Medium purpose, explicit extraction schema. Every schema property has a description so the agent knows what to ask.

{
  "to": "+15551234567",
  "purpose": "Call GreenLeaf Landscaping to compare three service tiers for weekly lawn care at 42 Elm Street. For each tier, get the monthly price, what services are included, visit frequency, and whether a contract is required. Also ask the earliest possible start date and any seasonal surcharges.",
  "context": "Property: 42 Elm Street, half-acre, small fenced dog area near the front gate. Already quoted $160/mo by a competitor for basic weekly mow. Looking to start within 3 weeks.",
  "personality": "Friendly and practical. Short questions, direct follow-ups. Thank them when they answer, move on quickly.",
  "voice": "cedar",
  "max_duration_minutes": 15,
  "output_schema": {
    "type": "object",
    "properties": {
      "tiers": {
        "type": "array",
        "description": "One object per service tier offered",
        "items": {
          "type": "object",
          "properties": {
            "name": { "type": "string", "description": "Tier name" },
            "monthly_price_usd": { "type": "number", "description": "Monthly price in dollars" },
            "services_included": { "type": "array", "items": { "type": "string" }, "description": "Services in this tier" },
            "visit_frequency": { "type": "string", "description": "How often they visit (e.g. weekly, biweekly)" },
            "contract_required": { "type": "boolean", "description": "Whether a contract is required" }
          }
        }
      },
      "earliest_start_date": { "type": "string", "description": "ISO date of earliest possible start" },
      "seasonal_surcharges": { "type": "string", "description": "Any seasonal surcharges mentioned" }
    }
  },
  "voicemailAction": "leave_message"
}

Template D — Customer service ping

Firm-but-polite personality, no voicemail (this is transactional; retry later rather than leave a message that can't be returned).

{
  "to": "+15551234567",
  "purpose": "Call Acme Shipping support about order #A-774392, placed 2026-04-08, scheduled delivery 2026-04-14, still not received.
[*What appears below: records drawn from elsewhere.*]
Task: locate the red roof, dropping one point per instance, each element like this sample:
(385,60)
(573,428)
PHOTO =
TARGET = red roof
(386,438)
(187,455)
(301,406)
Get the current status, a tracking number if one exists, and a firm revised delivery date. If they cannot locate the order within 5 minutes, request a supervisor.",
  "context": "Customer: Priya Shah. Order #A-774392. Amount: $214.77. Carrier per original email: FedEx Ground. Delivery address: 1200 Market St #4B, San Francisco, CA. No scan events since 2026-04-10.",
  "personality": "Calm, firm, and polite. Not aggressive. Use the language of a customer who expects their issue to be resolved on this call. Do not accept a vague 'we'll look into it' — ask what specifically will happen and by when.",
  "voice": "sage",
  "max_duration_minutes": 15,
  "output_schema": {
    "type": "object",
    "properties": {
      "current_status": { "type": "string", "description": "Where the package is right now" },
      "tracking_number": { "type": "string", "description": "Carrier tracking number if provided" },
      "revised_delivery_date": { "type": "string", "description": "New promised delivery date" },
      "resolution_committed": { "type": "string", "description": "Specific action they committed to" }
    }
  },
  "voicemailAction": "hang_up"
}

Terminal Statuses

StatusMeaning
completedCall finished normally
failedCall failed
no-answerNobody picked up
busyLine was busy
canceledCall was canceled by the user

Non-terminal statuses: initiated, ringing, in-progress.